You come out of the river and start walking down the shore, and you are surprised to come upon a group of people who have built a large building over a tent that is over a path that goes down into the river. You are inclined at first to tell them they can’t do what they are doing. You are tempted to tell them they are not even really getting wet. They only think they are getting wet. You are tempted at first to tell them that if they want to really get wet they are going to have to travel with you to join the river-entering community from which you came. Or perhaps some riverologists from your community could come to show them the correct and truly effective way to get wet.
But then, in recalling the personal journey that has brought you to this place, you decide instead to ask if they would mind if you used their path that goes down into the river. In doing so, you get completely wet. Relieved and grateful, you venture farther down shore to discover other buildings where river enterers gather. You use their path that goes down into the river and, in doing so, discover how completely wet you get, regardless of the color of the tent that is over the path, the architecture of the building, the teachings in all the books about the meaning of river entering. For what you discover is that although the teachings regarding the meaning of river entering vary greatly, one thing remains clear: each time you enter the river you get completely wet. Everyone who enters the river gets completely wet. And in each community you discern the presence of seasoned river enterers, men and women who even in the scorching sun remain drenched in the graciousness of the river.
In venturing on still farther down the shore you eventually come to the point at which the river empties into the sea. As you wade out into the water, there is only water as far as you can see.

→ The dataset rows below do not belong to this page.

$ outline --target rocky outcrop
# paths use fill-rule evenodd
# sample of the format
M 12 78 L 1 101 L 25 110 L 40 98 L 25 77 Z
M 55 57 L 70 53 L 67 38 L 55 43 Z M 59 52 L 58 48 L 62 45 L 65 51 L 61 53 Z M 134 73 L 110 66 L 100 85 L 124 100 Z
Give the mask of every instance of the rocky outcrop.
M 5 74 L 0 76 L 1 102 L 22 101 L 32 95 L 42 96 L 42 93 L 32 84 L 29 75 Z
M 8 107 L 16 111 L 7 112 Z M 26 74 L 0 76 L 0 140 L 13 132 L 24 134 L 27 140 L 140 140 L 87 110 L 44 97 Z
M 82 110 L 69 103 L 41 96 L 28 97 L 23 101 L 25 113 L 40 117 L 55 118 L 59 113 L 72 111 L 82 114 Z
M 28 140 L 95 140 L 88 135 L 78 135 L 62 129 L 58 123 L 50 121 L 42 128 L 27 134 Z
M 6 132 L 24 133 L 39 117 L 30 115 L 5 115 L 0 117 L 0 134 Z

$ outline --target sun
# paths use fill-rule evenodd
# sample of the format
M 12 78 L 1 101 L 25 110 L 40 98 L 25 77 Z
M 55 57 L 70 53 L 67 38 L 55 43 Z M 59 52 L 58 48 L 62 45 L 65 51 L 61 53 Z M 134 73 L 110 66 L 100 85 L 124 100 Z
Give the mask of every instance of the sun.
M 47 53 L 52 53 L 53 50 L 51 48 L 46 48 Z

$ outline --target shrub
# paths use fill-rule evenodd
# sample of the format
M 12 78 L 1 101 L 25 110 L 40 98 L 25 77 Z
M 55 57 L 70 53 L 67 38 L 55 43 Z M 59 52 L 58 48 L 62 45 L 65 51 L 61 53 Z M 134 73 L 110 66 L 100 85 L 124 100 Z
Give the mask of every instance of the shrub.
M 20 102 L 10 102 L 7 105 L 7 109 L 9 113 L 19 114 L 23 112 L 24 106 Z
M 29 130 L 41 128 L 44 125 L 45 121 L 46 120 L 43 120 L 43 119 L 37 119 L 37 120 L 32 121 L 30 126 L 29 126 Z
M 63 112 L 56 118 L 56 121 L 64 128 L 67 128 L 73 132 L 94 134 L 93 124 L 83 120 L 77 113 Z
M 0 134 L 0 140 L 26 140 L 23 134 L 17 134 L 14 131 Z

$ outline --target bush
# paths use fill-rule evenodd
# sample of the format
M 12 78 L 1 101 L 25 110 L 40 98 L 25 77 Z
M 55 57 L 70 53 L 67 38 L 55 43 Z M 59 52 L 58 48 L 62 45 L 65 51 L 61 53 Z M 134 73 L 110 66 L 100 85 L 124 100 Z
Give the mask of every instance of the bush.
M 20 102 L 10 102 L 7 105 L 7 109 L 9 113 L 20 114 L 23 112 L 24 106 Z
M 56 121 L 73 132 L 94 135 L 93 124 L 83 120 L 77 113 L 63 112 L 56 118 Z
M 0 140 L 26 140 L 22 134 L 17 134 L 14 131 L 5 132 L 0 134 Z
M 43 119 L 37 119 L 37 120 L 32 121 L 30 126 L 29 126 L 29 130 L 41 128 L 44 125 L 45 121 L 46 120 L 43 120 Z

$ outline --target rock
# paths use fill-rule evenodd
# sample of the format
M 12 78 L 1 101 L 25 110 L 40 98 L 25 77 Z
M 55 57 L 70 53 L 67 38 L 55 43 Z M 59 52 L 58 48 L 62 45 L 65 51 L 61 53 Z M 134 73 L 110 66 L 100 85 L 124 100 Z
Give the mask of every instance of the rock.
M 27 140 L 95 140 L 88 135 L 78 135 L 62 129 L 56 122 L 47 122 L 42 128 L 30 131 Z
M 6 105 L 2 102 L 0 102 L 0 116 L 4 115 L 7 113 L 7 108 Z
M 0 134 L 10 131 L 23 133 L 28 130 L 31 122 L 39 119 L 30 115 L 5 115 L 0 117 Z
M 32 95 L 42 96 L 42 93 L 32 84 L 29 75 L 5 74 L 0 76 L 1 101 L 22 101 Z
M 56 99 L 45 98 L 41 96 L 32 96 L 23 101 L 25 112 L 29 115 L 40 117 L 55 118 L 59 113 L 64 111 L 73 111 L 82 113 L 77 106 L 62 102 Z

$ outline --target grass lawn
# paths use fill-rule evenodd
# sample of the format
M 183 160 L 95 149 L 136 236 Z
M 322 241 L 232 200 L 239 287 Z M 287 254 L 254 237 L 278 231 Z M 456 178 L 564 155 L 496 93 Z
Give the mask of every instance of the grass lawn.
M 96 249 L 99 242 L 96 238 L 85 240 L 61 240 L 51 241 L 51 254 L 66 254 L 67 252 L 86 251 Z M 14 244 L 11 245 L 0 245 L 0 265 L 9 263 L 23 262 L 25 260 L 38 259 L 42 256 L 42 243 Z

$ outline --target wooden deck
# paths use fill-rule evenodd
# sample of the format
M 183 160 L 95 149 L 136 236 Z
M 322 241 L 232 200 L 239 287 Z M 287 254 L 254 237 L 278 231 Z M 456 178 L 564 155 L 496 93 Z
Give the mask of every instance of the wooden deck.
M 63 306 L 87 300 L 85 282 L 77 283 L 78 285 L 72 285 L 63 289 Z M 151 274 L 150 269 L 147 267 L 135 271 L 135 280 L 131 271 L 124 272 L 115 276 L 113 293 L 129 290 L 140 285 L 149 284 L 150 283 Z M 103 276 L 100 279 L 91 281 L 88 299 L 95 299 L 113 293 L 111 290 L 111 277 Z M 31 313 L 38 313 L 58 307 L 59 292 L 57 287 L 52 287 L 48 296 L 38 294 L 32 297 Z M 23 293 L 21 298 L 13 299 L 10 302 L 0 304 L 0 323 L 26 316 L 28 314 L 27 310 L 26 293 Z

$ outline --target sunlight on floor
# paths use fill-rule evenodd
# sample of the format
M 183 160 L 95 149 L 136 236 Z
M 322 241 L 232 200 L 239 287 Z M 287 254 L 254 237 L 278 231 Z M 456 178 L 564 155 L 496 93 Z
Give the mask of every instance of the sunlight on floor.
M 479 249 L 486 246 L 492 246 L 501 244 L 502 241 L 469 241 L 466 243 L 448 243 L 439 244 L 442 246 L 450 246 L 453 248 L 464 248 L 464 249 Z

Silenced by the vastness of it all, you realize that you and the river have come to rest in the vast depths toward which all reality and all of life ceaselessly flows.
Taking all this in, you are surprised to discover yourself being interiorly drawn back to the river-entering community from which your journey first began. As you arrive back at your origins, you enter the large building and head straight for the path that goes down into the river. You are touched by the sincerity and devotion that went into setting up the festive little tent that covers the path. You are touched, too, by the depth of religious feeling and commitment that went into each detail of the building. You see all these things not as diversions from river entering, but as sincere efforts of men and women attempting to honor and reverence a grace and mystery they hold dear. You realize that perhaps you were a tad too judgmental. Perhaps, had you humbly done more river entering yourself, you would have realized that more river entering was going on than you had realized.
As you stand at the water’s edge, the spirit of God blows over the water. You enter the river, and in doing so you become completely wet. Coming up out of the water, you hear the words that Christ heard as he came up out of the water, now spoken directly to you: “Behold my beloved child in whom I am well pleased.”
As those standing about see how completely drenched you are as you come up out of the water, they are moved to enter the river as well. In doing so they, too, become completely wet. You, together with them, rediscover the origins of your own tradition of river entering. Together you seek to give witness to the good news that we are, from all eternity, completely wet. We are all drenched, through and through, with that oneness with God that Jesus, the one who calls us down into the river, proclaimed to be the very fullness of life itself.